This is separate to the existing moratorium on onshore unconventional oil and gas, including hydraulic fracturing (fracking) – and comes as ministers have also informed Parliament that the Government will carry out a thorough and wide-ranging research process into the potential impacts of such onshore techniques.
The announcement that a moratorium will be placed on offshore UCG in Scotland has been welcomed by the SNP.
Falkirk MP and convenor of the SNP Westminster group on fracking, John McNally said:
“I am delighted that the Scottish Government have taken this step. I have been doing a lot of work talking to the Scottish Government, my constituents and developers on this issue and I believe that it is the right move to allay public concern and carefully examine this developing technology.”
Commenting, Falkirk East MSP Angus MacDonald said:
“This welcome announcement is an extension of the Scottish Government’s cautious, considered, evidence-based approach to unconventional oil and gas and contrasts sharply with the Tory UK government’s gung-ho approach to the issue.
“The existing moratorium on onshore fracking has been welcomed by environmental campaigners and industry representatives alike. It is right that we also have a moratorium on Underground Coal Gasification until we have fully considered the impacts of this technology and the views of the communities which will be most affected.
“This new moratorium on UCG, however, will only cover planning proposals, as exclusive rights to exploit coal resources for UCG will continue to rest with the UK Government. There is a strong case for the full devolution of licensing coal, including underground coal gasification, in line with the forthcoming devolution of licensing of onshore oil and gas.”
Martyn Day, MP for Linlithgow and East Falkirk welcomed this decision:
“This is welcome news, hot on the heels of the timescales for the consultation on fracking. This new moratorium enables us to scrutinise the processes and determine exactly what this means in terms of environmental impact, public health impact, alongside economics and unnecessarily putting our healthy, green, natural resources at risk.
“These clean, natural resources are essential to Scotland’s reputation worldwide. For our successful businesses, it is absolutely necessary that we take this cautious, measured approach so as not to damage the credibility of Scotland’s flourishing food, drink and tourism industries.”

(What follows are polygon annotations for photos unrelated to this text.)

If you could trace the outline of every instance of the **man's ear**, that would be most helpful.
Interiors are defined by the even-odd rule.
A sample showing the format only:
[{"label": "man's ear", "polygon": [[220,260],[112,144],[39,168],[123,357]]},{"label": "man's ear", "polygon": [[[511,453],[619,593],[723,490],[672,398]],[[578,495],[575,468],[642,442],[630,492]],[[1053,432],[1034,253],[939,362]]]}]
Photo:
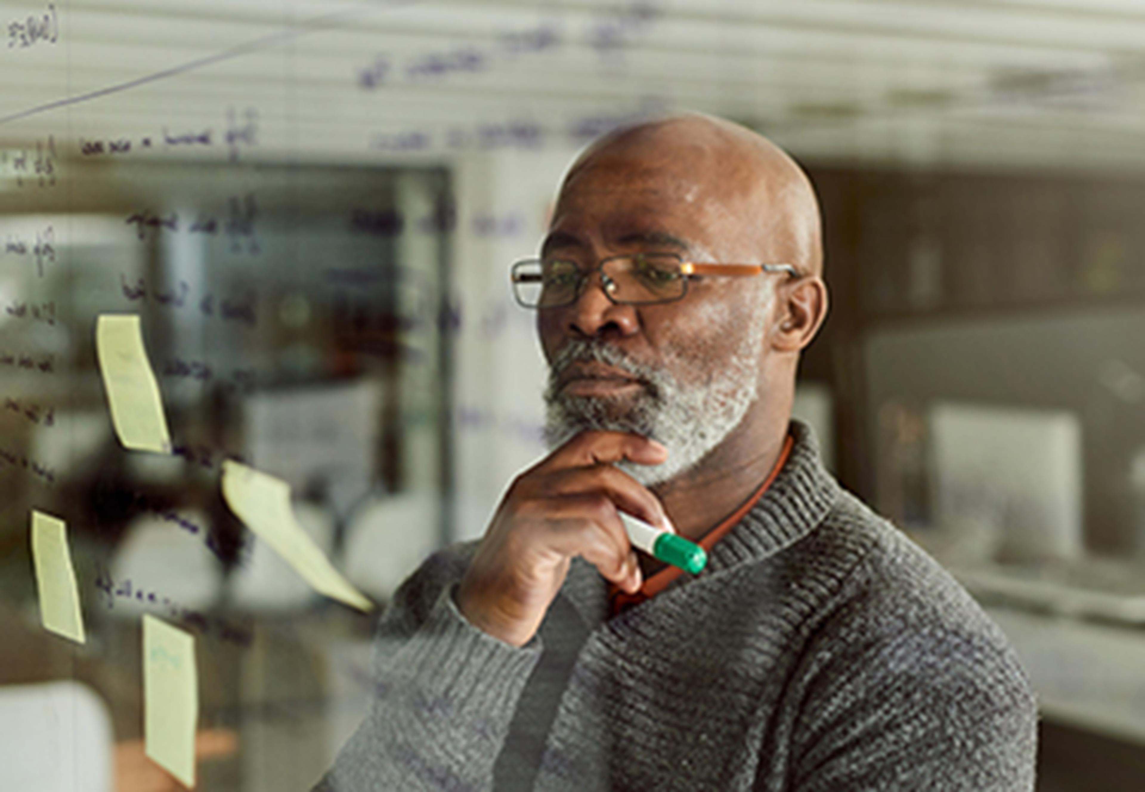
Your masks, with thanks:
[{"label": "man's ear", "polygon": [[827,284],[808,275],[781,285],[776,297],[776,320],[772,348],[798,352],[811,344],[827,319]]}]

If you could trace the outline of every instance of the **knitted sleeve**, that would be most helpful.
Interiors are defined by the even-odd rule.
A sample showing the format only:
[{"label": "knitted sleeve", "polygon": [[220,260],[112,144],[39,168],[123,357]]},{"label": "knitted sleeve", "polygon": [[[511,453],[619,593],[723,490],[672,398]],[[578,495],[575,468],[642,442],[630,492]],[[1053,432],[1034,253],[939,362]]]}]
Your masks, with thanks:
[{"label": "knitted sleeve", "polygon": [[398,589],[374,643],[370,715],[315,792],[487,790],[539,637],[511,646],[469,625],[458,554],[431,557]]},{"label": "knitted sleeve", "polygon": [[791,789],[1033,790],[1036,703],[1004,636],[961,591],[879,582],[813,650]]}]

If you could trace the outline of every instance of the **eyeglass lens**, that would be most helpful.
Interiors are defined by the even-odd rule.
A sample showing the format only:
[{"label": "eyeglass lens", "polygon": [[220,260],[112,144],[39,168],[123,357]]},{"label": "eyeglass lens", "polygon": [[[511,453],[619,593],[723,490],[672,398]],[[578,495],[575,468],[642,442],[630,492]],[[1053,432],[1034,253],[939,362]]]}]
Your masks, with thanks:
[{"label": "eyeglass lens", "polygon": [[[523,261],[514,268],[513,285],[524,305],[556,307],[575,303],[590,275],[567,259]],[[684,296],[680,260],[670,253],[607,259],[601,275],[608,296],[616,303],[665,303]]]}]

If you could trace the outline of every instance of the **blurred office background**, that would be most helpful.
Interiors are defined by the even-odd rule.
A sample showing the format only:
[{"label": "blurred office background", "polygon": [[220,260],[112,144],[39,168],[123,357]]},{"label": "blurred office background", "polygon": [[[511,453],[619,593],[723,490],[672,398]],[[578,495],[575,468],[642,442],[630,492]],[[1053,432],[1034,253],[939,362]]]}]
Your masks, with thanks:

Falkirk West MSP Michael Matheson added:
“The decision to put in place a moratorium on underground coal gasification will be welcomed by many of my constituents who have contacted me in the last few months. I too welcome this decision as I have placed on record my own reservations on this matter. I very much agree with the Scottish Government cautious approach which is based on evidence. There are too many questions on this matter which require answers”.